Q「30年以上喫煙していた父が検査で肺気腫を指摘され・・・」

教えてドクター2.jpgQ) 30年以上喫煙していた父が検査で肺気腫を指摘され、現在禁煙しています。もう60代なので、いくら禁煙しているとはいえ病気が進行したり、他の病気になったりしないか心配です。他に気をつけるべきことはありますか。

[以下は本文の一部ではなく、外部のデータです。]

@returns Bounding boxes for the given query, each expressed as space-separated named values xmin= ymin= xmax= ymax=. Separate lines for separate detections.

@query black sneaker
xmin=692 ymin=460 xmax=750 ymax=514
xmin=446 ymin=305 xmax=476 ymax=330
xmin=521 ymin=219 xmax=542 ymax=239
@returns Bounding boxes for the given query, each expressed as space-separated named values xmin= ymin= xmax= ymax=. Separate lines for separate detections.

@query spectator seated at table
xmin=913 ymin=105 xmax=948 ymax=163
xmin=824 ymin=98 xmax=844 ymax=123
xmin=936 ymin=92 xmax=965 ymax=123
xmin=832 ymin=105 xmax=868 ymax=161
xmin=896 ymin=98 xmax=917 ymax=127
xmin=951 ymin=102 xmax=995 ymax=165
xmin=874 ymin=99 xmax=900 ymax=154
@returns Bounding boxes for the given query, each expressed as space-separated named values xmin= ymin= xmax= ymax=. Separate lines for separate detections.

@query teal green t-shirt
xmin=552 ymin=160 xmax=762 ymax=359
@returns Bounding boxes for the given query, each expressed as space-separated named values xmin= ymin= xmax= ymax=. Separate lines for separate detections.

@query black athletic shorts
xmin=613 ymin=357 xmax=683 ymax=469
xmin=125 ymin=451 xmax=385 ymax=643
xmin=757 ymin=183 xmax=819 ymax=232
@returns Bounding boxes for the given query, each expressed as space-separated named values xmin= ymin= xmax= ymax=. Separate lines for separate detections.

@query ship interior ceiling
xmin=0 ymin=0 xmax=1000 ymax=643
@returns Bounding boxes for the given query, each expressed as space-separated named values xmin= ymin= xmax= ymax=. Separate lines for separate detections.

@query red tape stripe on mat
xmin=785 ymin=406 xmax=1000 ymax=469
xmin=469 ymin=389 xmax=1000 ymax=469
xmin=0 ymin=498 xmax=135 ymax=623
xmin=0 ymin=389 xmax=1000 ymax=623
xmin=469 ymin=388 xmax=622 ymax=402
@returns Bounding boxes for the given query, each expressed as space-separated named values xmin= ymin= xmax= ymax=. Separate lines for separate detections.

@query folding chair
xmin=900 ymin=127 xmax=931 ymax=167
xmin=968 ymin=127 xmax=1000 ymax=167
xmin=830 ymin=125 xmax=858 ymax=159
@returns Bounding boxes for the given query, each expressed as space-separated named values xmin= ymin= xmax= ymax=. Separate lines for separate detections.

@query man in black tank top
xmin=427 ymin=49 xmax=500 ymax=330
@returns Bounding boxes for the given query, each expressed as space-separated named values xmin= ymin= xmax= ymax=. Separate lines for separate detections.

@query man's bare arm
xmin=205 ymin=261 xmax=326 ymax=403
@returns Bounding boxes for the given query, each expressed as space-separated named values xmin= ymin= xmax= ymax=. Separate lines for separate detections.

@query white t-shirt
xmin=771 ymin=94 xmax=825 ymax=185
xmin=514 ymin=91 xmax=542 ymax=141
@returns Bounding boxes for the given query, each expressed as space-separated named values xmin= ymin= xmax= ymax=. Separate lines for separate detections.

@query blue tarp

A) 「肺気腫」は長年の喫煙によって炎症とともに肺の構造が破壊される事で生じる病変で、現在病名としては「慢性閉塞性肺疾患(COPD)」と呼ばれています。残念な事に禁煙しても治ることはありません。また経年的に悪化していきますので、禁煙しても徐々に病気としては進行していきます。COPDの病状把握として重要なのは、構造的変化としての肺気腫の程度のみではなく、機能的にどの程度悪化しているかどうかという点もありますので、通常は「肺機能検査」によって評価を行います。主な治療は気管支拡張剤の吸入ですが、どういった薬剤を選択するかは構造的悪化よりも機能的悪化の方が基準となります。また昨今は気管支喘息を合併した「ACO」かどうかが、病状の進行予測や治療薬の選択の上で重要と考えられていますので、その点についても判断が必要です。
 他の病気になったら心配とのことですが、健常者に比べ「肺癌」の合併率は高いと考えられており、定期的な経過観察が必要です。また肺炎やインフルエンザ、コロナウイルス罹患時の重症化因子の一つですので、予防接種を含む感染予防を心がけることも重要と言えるでしょう。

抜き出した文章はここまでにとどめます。